Dose-dependent multifunctional effects of oxovanadium(IV) thiosemicarbazone complexes: A molecular modeling approach


İLHAN CEYLAN B., AYDIN A., Hüsamioğlu M., Bolukbasi-Yalcinkaya O., Köse M., KÜÇÜKDENİZ T., ...Daha Fazla

Inorganic Chemistry Communications, cilt.182, 2025 (SCI-Expanded, Scopus) identifier

  • Yayın Türü: Makale / Tam Makale
  • Cilt numarası: 182
  • Basım Tarihi: 2025
  • Doi Numarası: 10.1016/j.inoche.2025.115371
  • Dergi Adı: Inorganic Chemistry Communications
  • Derginin Tarandığı İndeksler: Science Citation Index Expanded (SCI-EXPANDED), Scopus, Academic Search Premier, Chemical Abstracts Core, Chimica, DIALNET
  • Anahtar Kelimeler: Antimicrobial, Artificial neural networks, Drug, Machine learning, Therapeutic agent, Thiosemicarbazone, Vanadium
  • Yozgat Bozok Üniversitesi Adresli: Evet

Özet

In this study, machine learning (ML) was integrated with synthesis to develop and optimize novel oxovanadium(IV) thiosemicarbazone complexes with enhanced therapeutic potential.

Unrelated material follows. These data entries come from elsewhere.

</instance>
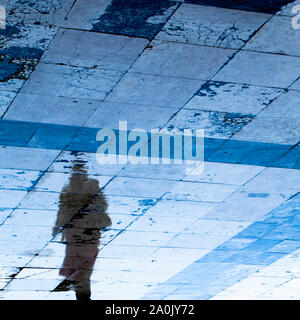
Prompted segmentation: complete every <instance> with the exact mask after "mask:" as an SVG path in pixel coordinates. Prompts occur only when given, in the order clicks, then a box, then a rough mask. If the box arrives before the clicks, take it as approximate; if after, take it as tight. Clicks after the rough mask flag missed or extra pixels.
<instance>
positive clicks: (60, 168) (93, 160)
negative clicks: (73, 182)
mask: <svg viewBox="0 0 300 320" xmlns="http://www.w3.org/2000/svg"><path fill="white" fill-rule="evenodd" d="M74 161H82V162H83V163H85V169H86V171H87V173H88V174H92V175H93V174H94V175H108V176H111V175H115V174H116V173H117V172H119V171H120V170H121V169H122V168H123V167H124V165H121V164H115V165H114V164H111V165H109V164H105V165H103V164H99V163H98V162H97V158H96V153H87V152H72V151H63V152H62V153H61V154H60V156H59V157H58V158H57V159H56V160H55V161H54V162H53V163H52V165H51V166H50V168H49V170H48V171H49V172H66V173H72V172H73V171H72V167H73V164H74Z"/></svg>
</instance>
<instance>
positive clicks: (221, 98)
mask: <svg viewBox="0 0 300 320" xmlns="http://www.w3.org/2000/svg"><path fill="white" fill-rule="evenodd" d="M282 92H283V90H282V89H276V88H265V87H257V86H249V85H246V84H244V85H242V84H234V83H226V82H217V81H208V82H206V83H205V84H204V85H202V87H201V88H200V90H199V91H198V92H197V93H196V95H195V96H194V97H193V98H192V99H191V100H190V101H189V102H188V103H187V104H186V105H185V106H184V109H198V110H207V111H219V112H232V113H240V114H244V115H246V114H253V115H255V114H257V113H259V112H260V111H261V110H262V109H263V108H265V107H266V106H268V105H269V104H270V103H271V102H272V101H273V100H274V99H275V98H276V97H277V96H278V95H280V94H281V93H282Z"/></svg>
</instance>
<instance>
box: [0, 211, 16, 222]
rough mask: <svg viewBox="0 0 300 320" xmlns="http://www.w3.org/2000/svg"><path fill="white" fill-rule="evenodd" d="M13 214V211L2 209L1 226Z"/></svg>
mask: <svg viewBox="0 0 300 320" xmlns="http://www.w3.org/2000/svg"><path fill="white" fill-rule="evenodd" d="M12 212H13V209H4V208H0V224H2V223H3V222H4V221H5V220H6V219H7V217H8V216H9V215H10V214H11V213H12Z"/></svg>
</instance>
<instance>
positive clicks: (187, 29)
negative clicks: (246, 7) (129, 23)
mask: <svg viewBox="0 0 300 320" xmlns="http://www.w3.org/2000/svg"><path fill="white" fill-rule="evenodd" d="M270 17H271V16H269V15H266V14H262V13H252V12H251V13H249V12H244V11H238V10H228V9H223V8H215V7H206V6H198V5H192V4H182V5H181V6H180V8H179V9H178V10H177V11H176V12H175V14H173V15H172V17H171V18H170V19H169V20H168V22H167V23H166V25H165V26H164V27H163V28H162V30H161V32H160V33H159V34H158V35H157V37H156V39H160V40H168V41H178V42H183V43H195V44H201V45H207V46H217V47H223V48H232V49H239V48H241V47H242V46H243V45H244V44H245V43H246V42H247V41H248V40H249V38H250V37H251V36H252V34H253V33H254V32H255V31H256V30H257V29H259V28H260V27H261V25H262V24H264V23H265V22H266V21H267V20H268V19H269V18H270Z"/></svg>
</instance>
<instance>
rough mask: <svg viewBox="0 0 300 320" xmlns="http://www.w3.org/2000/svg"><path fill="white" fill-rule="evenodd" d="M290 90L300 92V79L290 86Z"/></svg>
mask: <svg viewBox="0 0 300 320" xmlns="http://www.w3.org/2000/svg"><path fill="white" fill-rule="evenodd" d="M290 89H293V90H298V91H300V78H299V79H297V81H295V82H294V83H293V84H292V85H291V86H290Z"/></svg>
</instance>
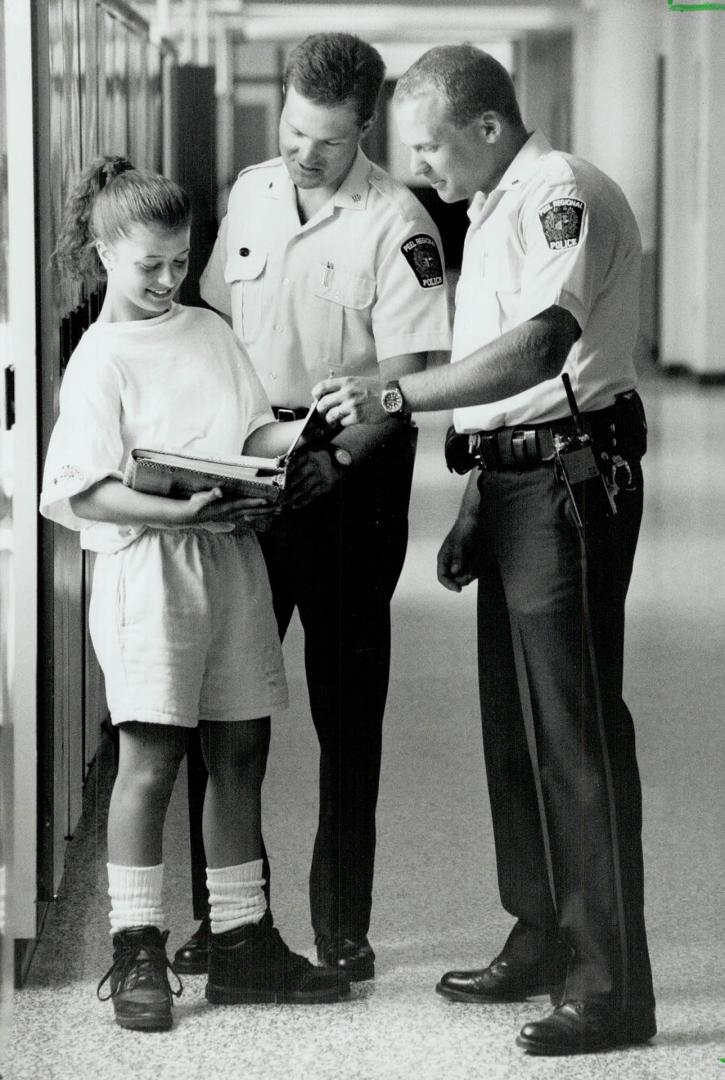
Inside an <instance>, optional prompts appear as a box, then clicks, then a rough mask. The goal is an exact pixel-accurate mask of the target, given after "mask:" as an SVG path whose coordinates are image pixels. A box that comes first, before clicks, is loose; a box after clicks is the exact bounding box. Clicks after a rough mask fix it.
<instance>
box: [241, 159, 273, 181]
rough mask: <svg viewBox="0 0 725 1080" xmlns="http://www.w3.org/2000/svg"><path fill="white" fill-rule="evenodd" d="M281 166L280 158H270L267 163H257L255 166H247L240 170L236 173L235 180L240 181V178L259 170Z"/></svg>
mask: <svg viewBox="0 0 725 1080" xmlns="http://www.w3.org/2000/svg"><path fill="white" fill-rule="evenodd" d="M281 164H282V159H281V158H270V159H269V161H259V162H257V164H256V165H247V166H246V167H245V168H242V171H241V172H240V173H237V179H238V180H239V179H241V177H242V176H246V174H247V173H254V172H256V171H257V170H260V168H277V167H279V165H281Z"/></svg>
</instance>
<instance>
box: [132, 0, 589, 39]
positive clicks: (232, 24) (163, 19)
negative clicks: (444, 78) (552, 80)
mask: <svg viewBox="0 0 725 1080" xmlns="http://www.w3.org/2000/svg"><path fill="white" fill-rule="evenodd" d="M600 2H602V0H549V2H546V3H541V2H540V0H486V2H485V3H475V2H468V3H465V2H464V3H461V2H460V0H435V3H431V2H430V0H406V2H405V3H389V2H379V0H354V3H351V2H349V0H328V2H326V3H320V2H319V0H293V2H286V0H276V2H269V0H267V2H255V0H135V2H134V3H133V6H134V8H135V9H136V10H137V11H138V12H139V13H140V14H143V15H144V17H145V18H147V19H148V22H149V23H151V24H152V25H155V26H156V27H157V29H158V30H159V31H160V32H161V33H163V35H164V36H165V37H170V38H172V39H175V40H182V39H185V38H186V39H187V40H188V38H189V36H192V37H196V36H205V35H209V36H213V35H215V33H216V32H217V31H218V29H219V26H220V25H224V26H226V27H228V28H229V29H232V28H233V29H234V30H236V31H238V32H239V33H240V36H243V37H244V38H245V39H246V40H250V41H292V40H299V39H300V38H304V37H306V36H307V35H308V33H314V32H315V31H321V30H324V31H330V30H346V31H348V32H352V33H355V32H357V33H360V35H361V36H363V37H366V38H368V39H373V40H376V41H386V40H410V39H411V36H412V35H413V36H414V37H415V39H416V40H418V41H431V42H432V41H438V42H443V41H462V40H473V39H475V40H492V39H495V38H505V39H511V38H520V37H522V36H524V35H526V33H527V32H533V31H536V32H545V31H554V30H560V29H564V28H567V27H570V26H572V25H573V24H574V23H575V22H576V19H577V17H578V16H579V15H580V13H581V11H582V9H591V8H594V6H595V5H596V4H598V3H600Z"/></svg>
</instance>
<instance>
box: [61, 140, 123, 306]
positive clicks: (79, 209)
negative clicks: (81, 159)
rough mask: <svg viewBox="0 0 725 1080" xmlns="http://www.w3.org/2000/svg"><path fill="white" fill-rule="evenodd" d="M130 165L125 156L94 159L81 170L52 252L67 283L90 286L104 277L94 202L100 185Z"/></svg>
mask: <svg viewBox="0 0 725 1080" xmlns="http://www.w3.org/2000/svg"><path fill="white" fill-rule="evenodd" d="M133 167H134V166H133V165H132V164H131V162H130V161H127V160H126V159H125V158H121V157H110V156H105V157H103V158H96V159H95V160H94V161H92V162H91V164H90V165H88V167H86V168H85V170H83V172H82V173H81V175H80V177H79V178H78V180H77V183H76V185H75V186H73V188H72V189H71V191H70V193H69V194H68V198H67V200H66V204H65V207H64V211H63V219H62V222H61V230H59V233H58V240H57V244H56V246H55V251H54V252H53V259H54V262H55V266H56V269H57V270H58V272H59V273H61V275H62V276H63V278H65V279H66V280H67V281H68V282H81V283H83V284H86V285H88V286H89V287H90V288H93V287H95V285H96V284H97V282H98V281H103V280H104V278H105V271H104V269H103V266H102V262H100V259H99V258H98V253H97V252H96V247H95V242H96V240H97V237H96V233H95V231H94V229H93V228H92V215H93V206H94V203H95V201H96V199H97V197H98V194H99V193H100V191H103V190H104V188H105V187H106V186H107V185H108V184H110V181H111V180H113V179H115V178H116V177H117V176H120V175H121V174H122V173H125V172H127V171H129V170H132V168H133Z"/></svg>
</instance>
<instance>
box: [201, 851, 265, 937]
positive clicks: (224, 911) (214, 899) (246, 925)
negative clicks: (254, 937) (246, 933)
mask: <svg viewBox="0 0 725 1080" xmlns="http://www.w3.org/2000/svg"><path fill="white" fill-rule="evenodd" d="M264 887H265V879H264V878H263V876H261V859H255V860H254V861H253V862H251V863H240V864H239V865H238V866H220V867H218V868H217V869H210V867H209V866H207V867H206V888H207V889H209V907H210V914H211V920H212V933H213V934H223V933H224V932H225V931H226V930H236V929H237V927H243V926H247V924H249V923H252V922H260V921H261V919H263V918H264V915H265V912H266V910H267V897H266V896H265V893H264Z"/></svg>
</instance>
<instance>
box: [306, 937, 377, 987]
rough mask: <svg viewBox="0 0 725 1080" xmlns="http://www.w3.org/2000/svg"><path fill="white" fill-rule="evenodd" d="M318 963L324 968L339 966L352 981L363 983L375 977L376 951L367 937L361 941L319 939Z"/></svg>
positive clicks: (354, 981) (340, 971)
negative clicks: (354, 941) (370, 942)
mask: <svg viewBox="0 0 725 1080" xmlns="http://www.w3.org/2000/svg"><path fill="white" fill-rule="evenodd" d="M317 946H318V963H319V964H321V966H322V967H323V968H337V970H338V971H340V972H343V973H344V974H345V975H347V976H348V978H349V980H350V982H351V983H362V982H364V980H366V978H374V977H375V953H374V951H373V947H372V945H371V943H370V942H368V941H367V939H366V937H363V940H362V941H360V942H353V941H350V939H349V937H346V939H344V940H343V941H334V942H331V941H327V939H326V937H321V939H319V940H318V943H317Z"/></svg>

Four novel complexes (I–IV) were synthesized and their structures were determined using single-crystal X-ray diffraction, and spectroscopic techniques. Anticancer activity was evaluated in lung (A549, Calu1, H1650) and bone cancer (MG63, Saos2, SW1353) cell lines, with normal cells (Beas2B, HC). Antimicrobial efficacy was tested against nine bacterial strains including MRSA and VRE, plus C. albicans. Dose-response relationships and crystallographic feature importance were analyzed using four ML algorithms (ANN, Random Forest, SVM, XGBoost) with Leave-One-Out cross-validation. The complexes showed potent anticancer activity (GI50: 1.01–1.53 μg/mL), outperforming 5-fluorouracil, with lower toxicity in normal cells (GI50: 1.06–1.72 μg/mL). Compound I exhibited the widest therapeutic window and strongest inhibition of cancer cell migration. Moderate antibacterial activity against resistant strains (MIC: 32–64 μg/mL) was shown by complexes III and IV. An accuracy of R2 = 0.994 in predicting growth inhibition was achieved by ML analysis using artificial neural networks. Crystallographic parameters that predict biological activity were successfully identified through this ML-integrated approach, enabling rational design of oxovanadium(IV) complexes with selective anticancer activity and antimicrobial effects. Density Functional Theory (DFT/B3LYP) calculations with a 6-31G++(d,p) basis set were used to optimize molecular geometries and analyze electronic properties, including HOMO-LUMO energy levels. ADMET studies confirmed the drug-like potential of these complexes.